Wetterrückblicke von Karl Josef Linden seit Januar 2006

Wetterrückblick Februar 2014

 

Unglaublich milder Februar- drittwärmster Winter seit 1937

 

Mit Hilfe der Mitteltemperaturen (Monate Dezember, Januar und Februar) lassen sich die Winter in unserer Region sehr genau einordnen. Danach liegt der Winter 2013/14 seit Beginn der Messungen im Dürener Land (1937) auf Platz 3. Hier für die Leser zur Gedächtnisstütze die Winter-Hitliste der Station Jülich:

6,5 Grad im Winter 2006/07;  Zahl der Frostnächte 14; max. Schneedecke  6 cm

6,1 Grad im Winter 1989/90;  Zahl der Frostnächte 26; max. Schneedecke  3 cm

6,0 Grad im Winter 2013/14;  Zahl der Frostnächte 14; max. Schneedecke  0 cm

 

Vor 1937 waren die Winter deutlich kälter bis ins Jahr 1889 zurück, das zeigen die Daten aus Aachen.

Auch der Februar brachte bis fast 550 m keine Schneedecke, noch nicht einmal Schneeflocken im Flachland. Und wer geglaubt hatte, der richtige Winter kommt zu Karneval, der hatte sich getäuscht. Im Gegenteil, Karnevalssonntag blühten die Forsythien in Düren und jetzt Anfang März dreht der Frühling erst richtig auf; andauerndes Hochdruckwetter liefert sonnige und warme Tage.

 

Auch bei den Zugvögeln hatte sich der Einzug milder Temperaturen rundgesprochen, sie kehrten besonders früh zurück. Aber schauen wir uns diesen frühlingshaften Februar mal genauer an. In Düren erreichte die Mitteltemperatur 6,5 Grad und in Vossenack 4,2 Grad. Damit lagen wir gut 3,5 Grad über den Langzeitwerten. Der wärmste Februar erreichte 1990 in Düren sogar 7,5 Grad. Abgesehen von einigen warmen Tagen mit bis zu 15,6 Grad im Raum Nörvenich und 15,0 Grad in Hasenfeld (24.02.) gab es nur selten Nachtfrost (Heimbach-Hasenfeld, Linnich-Gevenich und Vossenack nur eine Frostnacht, Düren zwei und Vettweiß vier Frostnächte. Seit Beginn der Messungen gab es keinen Februar mit so wenigen Frostnächten zwischen Jülich und Zülpich.

 

Die logische Folge war ein Totalausfall beim Wintersport in Eifel und Sauerland, sogar die Karnevalsflüchtlinge erlebten in den Alpen mildes Regenwetter.
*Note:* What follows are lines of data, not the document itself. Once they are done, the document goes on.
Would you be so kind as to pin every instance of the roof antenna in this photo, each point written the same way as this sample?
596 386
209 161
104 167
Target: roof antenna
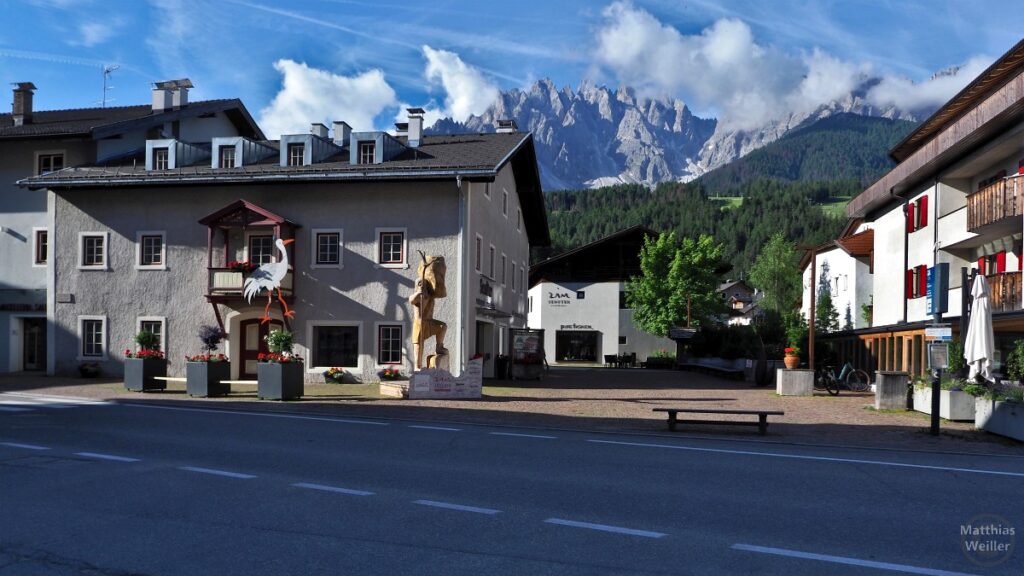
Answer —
107 73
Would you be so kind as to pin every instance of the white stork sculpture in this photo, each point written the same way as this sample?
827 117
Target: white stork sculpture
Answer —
268 277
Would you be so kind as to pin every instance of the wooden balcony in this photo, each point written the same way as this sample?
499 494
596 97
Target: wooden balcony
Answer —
225 284
1006 291
995 203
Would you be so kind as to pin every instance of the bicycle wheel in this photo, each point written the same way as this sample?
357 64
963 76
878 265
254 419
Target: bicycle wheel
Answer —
858 381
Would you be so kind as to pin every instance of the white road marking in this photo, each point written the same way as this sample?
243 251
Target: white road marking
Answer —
804 457
848 561
444 428
264 414
525 436
605 528
459 507
107 457
216 472
325 488
25 446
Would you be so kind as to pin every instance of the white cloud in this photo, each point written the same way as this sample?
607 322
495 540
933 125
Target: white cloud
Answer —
932 92
467 90
724 70
309 94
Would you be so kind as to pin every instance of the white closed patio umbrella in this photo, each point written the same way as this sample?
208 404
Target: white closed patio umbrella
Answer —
980 342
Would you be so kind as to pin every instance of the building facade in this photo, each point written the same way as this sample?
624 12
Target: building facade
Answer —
579 299
155 239
39 141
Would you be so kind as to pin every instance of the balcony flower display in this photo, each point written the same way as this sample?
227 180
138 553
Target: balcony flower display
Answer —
245 266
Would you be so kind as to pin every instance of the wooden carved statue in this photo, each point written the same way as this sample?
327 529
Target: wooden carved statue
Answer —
429 286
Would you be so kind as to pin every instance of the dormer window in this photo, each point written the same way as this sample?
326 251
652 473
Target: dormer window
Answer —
227 157
295 154
161 158
367 152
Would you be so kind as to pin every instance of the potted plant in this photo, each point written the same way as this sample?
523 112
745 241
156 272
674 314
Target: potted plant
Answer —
280 373
144 366
334 375
792 359
205 373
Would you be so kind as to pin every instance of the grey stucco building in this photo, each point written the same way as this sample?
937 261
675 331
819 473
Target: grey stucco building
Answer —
37 141
147 239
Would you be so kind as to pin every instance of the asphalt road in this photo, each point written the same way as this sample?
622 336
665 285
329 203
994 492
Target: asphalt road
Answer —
133 488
Einzig die Sonnenscheindauer war -wie schon in den Vormonaten- ein Highlight des Hochwinters. Gut 20-40% lagen die gezählten Sonnenstunden über den Normwerten. Hier eine kleine Auswahl aus der Rureifel und dem Dürener Land:

Vossenack 68 Stunden, Heimbach Tallage 72, Linnich 77, Schmidt 91, Zülpich 107 und Düren 111 Stunden. Der Leeeffekt hinter der Eifel kam bei andauerndem Südwind vor allem dem Bördenraum zwischen Zülpich und Düren zugute.

 

Milde Winter sind oft sehr nass und stürmisch durch den anhaltenden Tiefdruck. Der Februar 2014 dagegen war relativ trocken und hatte zahlreiche Sturmtage vor allem in der ersten Monatshälfte. In Düren wurden am 7.2. Windböen bis 87 km/h registriert (Hasenfels bis 81 km/h).

Aber zurück zum Niederschlag. Erneut zeigen die Monatssummen im Eifelschatten extrem geringe Summen (meist 30-50% des Mittelwertes):

Vettweiß 17 l/qm, Zülpich 18 l, Vlatten 20 l, Düren 21 l, Drove 22 l, Hoven und Nörvenich 23 l, Hambach 25 l, Hasenfeld, Obermaubach und Nideggen 28 l, Schmidt 29 l, Brandenberg und Hergarten 31 l, Heimbach und Gevenich 33 l, Schwammenauel 35 l und Vossenack 39 l/qm.

Im Bördenraum zwischen Aachen, Düren und Zülpich war es der zweittrockenste Winter seit 1900.

 

Wie das Wetter nach einem solch warmen und trockenen Winter weitergeht, ist nach wie vor unklar. Nach dem extremen Winter 1974/75 folgte ein sehr heißer Sommer und nach dem warmen Winter 2006/07 folgte ein extrem sonniges und warmes Frühjahr. Wir werden es also abwarten müssen, vor allem die Folgen des warmen Winters, wie massenhaftes Auftreten von Insekten, Schädlingen und Zecken, werden wir ertragen müssen.